Wojtanowicz, with his effervescent, exuberant personality, performed the show exquisitely. Impressively, he sang the entire hour-long show with little break. His vocals continually remained strong, hitting notes ranging from low to up in the stratosphere.
Wojtanowicz’s performance was so impressive that during the post-show talkback, an audience member asked him, “How do you sing and cry and still sound good?”
The length of the show was well balanced between laughs and tears. One moment, the audience would be chuckling as Wojtanowicz pole-danced with his IV pole. The next moment, they were sniffling as he spoke of loneliness, doubt and despair. His story took the audience on an emotional rollercoaster ride.
This is a story everyone needs to hear because cancer is a story everyone has experienced in some way, shape or form. Wojtanowicz does not tell some fluffy Hallmark version. He does not smooth the edges or sugarcoat. He does not care if his words or his honesty make the audience uncomfortable or sad. He just tells his story.
The audience is jarringly reminded at times that this is a true story. Nothing is fabricated. He reveals his port – a scar from the chemo medicine – many times during the show. It is not makeup: it is a real scar. This is not an actor portraying a character: Max Wojtanowicz is a real person. He suffered through cancer and bears the scars. His hair grew back and his energy returned, but this performer is the same human who, only a few months ago, looked death in the face. Wojtanowicz stands exposed up on a stage set only with a piano, a chair and some IV stands.

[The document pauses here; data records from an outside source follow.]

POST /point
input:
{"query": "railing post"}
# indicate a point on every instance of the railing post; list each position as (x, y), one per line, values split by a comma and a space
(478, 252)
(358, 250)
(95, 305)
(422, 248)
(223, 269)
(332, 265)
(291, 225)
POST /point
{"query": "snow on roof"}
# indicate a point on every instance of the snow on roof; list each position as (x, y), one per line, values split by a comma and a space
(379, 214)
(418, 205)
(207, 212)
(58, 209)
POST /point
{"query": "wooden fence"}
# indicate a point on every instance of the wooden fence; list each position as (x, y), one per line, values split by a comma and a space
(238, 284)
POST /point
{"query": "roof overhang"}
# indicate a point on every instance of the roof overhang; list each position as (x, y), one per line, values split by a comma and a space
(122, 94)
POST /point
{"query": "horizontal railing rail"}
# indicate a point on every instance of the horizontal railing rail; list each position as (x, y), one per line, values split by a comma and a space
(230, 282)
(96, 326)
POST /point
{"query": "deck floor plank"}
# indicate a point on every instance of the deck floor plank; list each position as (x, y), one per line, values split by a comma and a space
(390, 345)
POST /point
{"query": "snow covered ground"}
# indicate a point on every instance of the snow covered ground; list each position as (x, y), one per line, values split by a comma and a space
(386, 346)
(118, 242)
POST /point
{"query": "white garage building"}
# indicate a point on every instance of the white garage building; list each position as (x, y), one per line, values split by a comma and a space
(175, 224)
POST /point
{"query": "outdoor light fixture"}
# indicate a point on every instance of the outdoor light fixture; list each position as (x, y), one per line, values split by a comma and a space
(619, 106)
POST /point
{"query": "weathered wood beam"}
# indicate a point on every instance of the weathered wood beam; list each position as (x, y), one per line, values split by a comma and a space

His vulnerability entices the audience, many of whom are constantly told “nobody wants to hear your problems.” His honesty rings in a world that belittles mental health issues, disabilities, sickness, poverty, hate, loneliness and death. His story of hope reached an audience of college students – some of whom hear in Wojtanowicz’s story exactly what they need to hear.
“Thank you for reaching my heart and reminding me that I am here for a reason,” an audience member said during the talk back.
Wojtanowicz stated that his goal for the show was to make people “laugh, laugh, laugh, laugh, cry, laugh again, and walk out singing,” but he accomplished more. The audience walked out of Kelsey Theater Saturday night, tears glistening on their cheeks. Some audience members recalled struggles with cancer. For other audience members, Wojtanowicz awakened hope. And some audience members just walked out of that theater singing the catchy tune “Fondle Your Balls.” But all audience members would agree, walking out, that Max Wojtanowicz’s “Ball: A Tribute to my Lost Testicle” was a masterpiece.